If there is no alternative to our course of action--if we can't control what we do, or what we think---what's the point of questioning? How can you have a question without doubt? How can you have doubt if your consciousness is automatic and incapable of deviating from whatever your surroundings deterministically program into it?
So you've worked this out for yourself and didn't swallow second hand information unchewed. Congratulations.
You and your scientists have managed to not only throw out the baby. You actually managed to throw out the bathwater too. Don't let anyone tell you that theoretical neuroscience is philosophically useless. Look at what they can achieve when they don't let common sense get in their way!!!
The brain isn't conscious. It's grey matter and electro-chemical circuits.
Consciousness is not the brain; consciousness is that 'top layer' you so casually dismissed as irrelevant in a conversation about... consciousness.
With scientists like this, who needs witch doctors?
If it's not the conscious mind deciding, it's not a decision. It's just a mechanistic reaction. The whole concept of decision depends on the concept of free will. If there's no free will, there are no decisions.
Why are we discussing these crazy things called decisions again? Or, right. Because we there's no such thing as free will.
'Science' can't even tell the difference between an organic computer and the computer's operator.
A reaction is not a decision. Emotions play the role of instinct in humans. They are automatic responses based on the content of the sub-conscious, whose content was moderated by the effort of the conscious mind.

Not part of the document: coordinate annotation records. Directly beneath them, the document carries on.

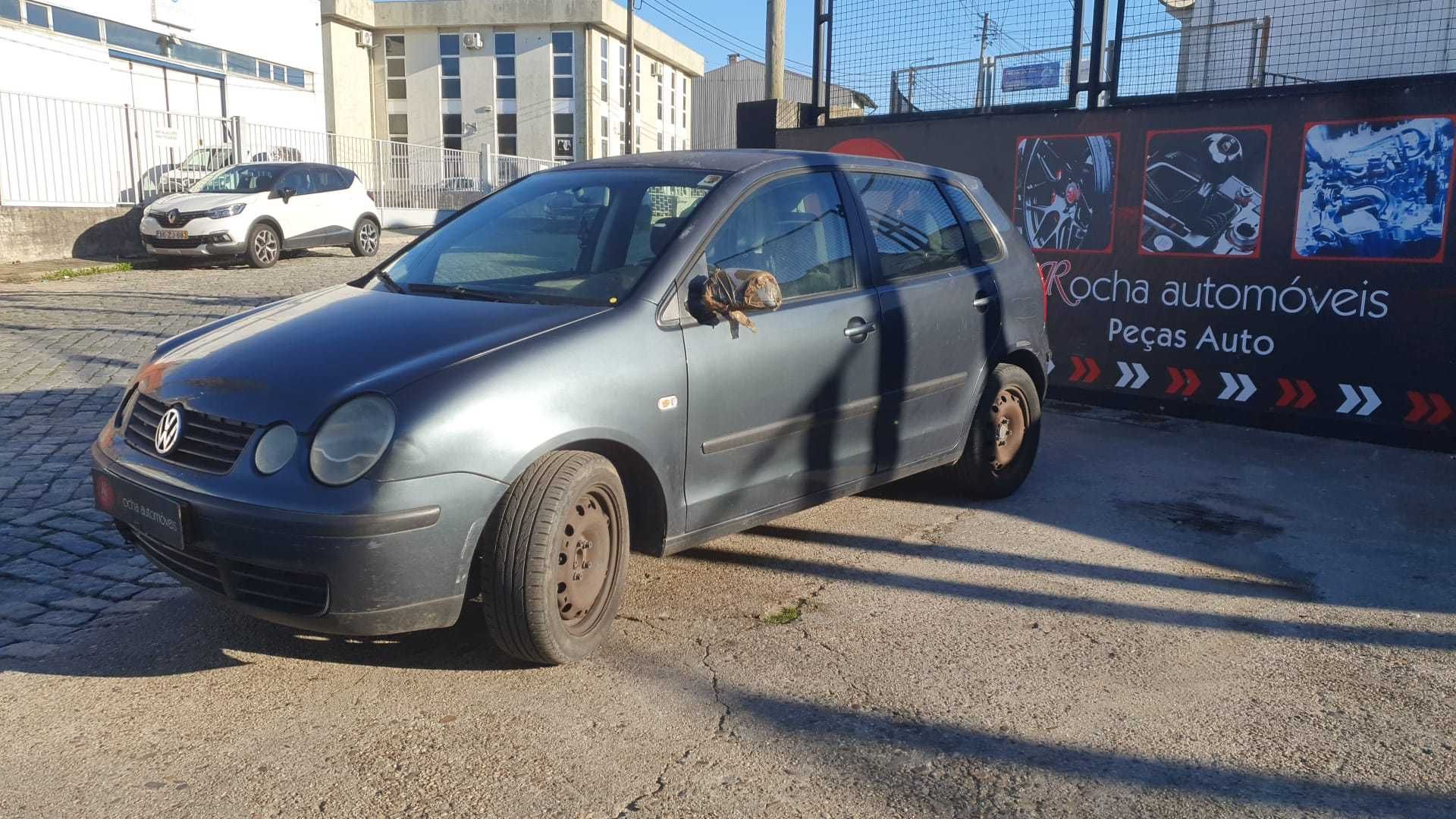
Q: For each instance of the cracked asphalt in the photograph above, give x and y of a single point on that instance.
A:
(1169, 620)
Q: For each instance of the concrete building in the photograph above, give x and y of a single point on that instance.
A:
(718, 93)
(539, 79)
(261, 60)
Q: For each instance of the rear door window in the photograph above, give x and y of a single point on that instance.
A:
(794, 228)
(913, 226)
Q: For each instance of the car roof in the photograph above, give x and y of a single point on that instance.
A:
(761, 161)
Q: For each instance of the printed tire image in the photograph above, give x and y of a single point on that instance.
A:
(555, 557)
(1065, 191)
(1003, 439)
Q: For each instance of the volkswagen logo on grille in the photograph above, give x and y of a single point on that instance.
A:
(169, 430)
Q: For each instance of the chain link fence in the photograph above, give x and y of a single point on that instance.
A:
(927, 55)
(67, 153)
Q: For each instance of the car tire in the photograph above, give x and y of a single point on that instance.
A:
(264, 246)
(366, 238)
(554, 563)
(1005, 431)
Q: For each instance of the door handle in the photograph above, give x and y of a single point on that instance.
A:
(858, 328)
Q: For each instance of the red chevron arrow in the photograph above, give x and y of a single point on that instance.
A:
(1078, 368)
(1307, 394)
(1443, 410)
(1286, 392)
(1193, 382)
(1419, 407)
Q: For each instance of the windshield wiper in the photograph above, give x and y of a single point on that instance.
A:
(462, 292)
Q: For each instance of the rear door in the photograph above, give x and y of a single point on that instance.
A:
(786, 409)
(935, 297)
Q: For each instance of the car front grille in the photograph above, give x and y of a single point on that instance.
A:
(262, 586)
(182, 218)
(207, 444)
(178, 243)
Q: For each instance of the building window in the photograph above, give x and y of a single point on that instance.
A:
(564, 127)
(563, 83)
(64, 20)
(606, 71)
(450, 66)
(394, 67)
(38, 15)
(506, 133)
(506, 69)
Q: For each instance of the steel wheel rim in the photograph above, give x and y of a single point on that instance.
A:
(1008, 426)
(585, 558)
(265, 246)
(369, 237)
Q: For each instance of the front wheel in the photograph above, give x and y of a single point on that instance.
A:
(366, 238)
(555, 558)
(264, 246)
(1005, 433)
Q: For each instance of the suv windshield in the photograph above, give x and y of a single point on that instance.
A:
(240, 180)
(564, 237)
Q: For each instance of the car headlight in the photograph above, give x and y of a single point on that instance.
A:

If you taught your sub-conscious that snakes were soft and cuddly and innocuous like a baby, you wouldn't have a fight or flight reaction. I'd love to know how you're going to respond to a snake when you have zero knowledge of their nature. At most, you'd be responding to your ignorance of the situation, which will either be cautiously fearful in the case of someone who tends not to presume, or doltishly naive in the case of someone who has never learned to be concerned when they don't know what the hell is going on.
Your hypothetical person doesn't exist. Humans don't have instinct, i.e. automatic knowledge.
So how about you pay attention to it?
My point had nothing to do with the priority of existence over consciousness. My point was that you cannot learn the identity of the information in the book without making the effort to do so. Human consciousness is volitional, which means that it is not automatic. It requires the subject to actively initiate cognition, which is the true locus of free will: the choice to be conscious, or not.
If it were automatic, determined, instinctual, you would not have to do a damned thing.
I didn't call it reactionary. I said it doesn't exist in a vacuum. Having the ability to choose doesn't mean that your options are limitless, so limitless options couldn't possibly be a condition for the existence of volitional consciousness.
So, how is free will invalidated on account of it being 'just' cause and effect? Free will is supposed to be exempt from causality to be valid? You mean for it to exist, it has to not exist? I'm not aware of any phenomenon in reality that is acausal, but I'm sure you'll come up with some cutting edge horse**** to 'educate' me with.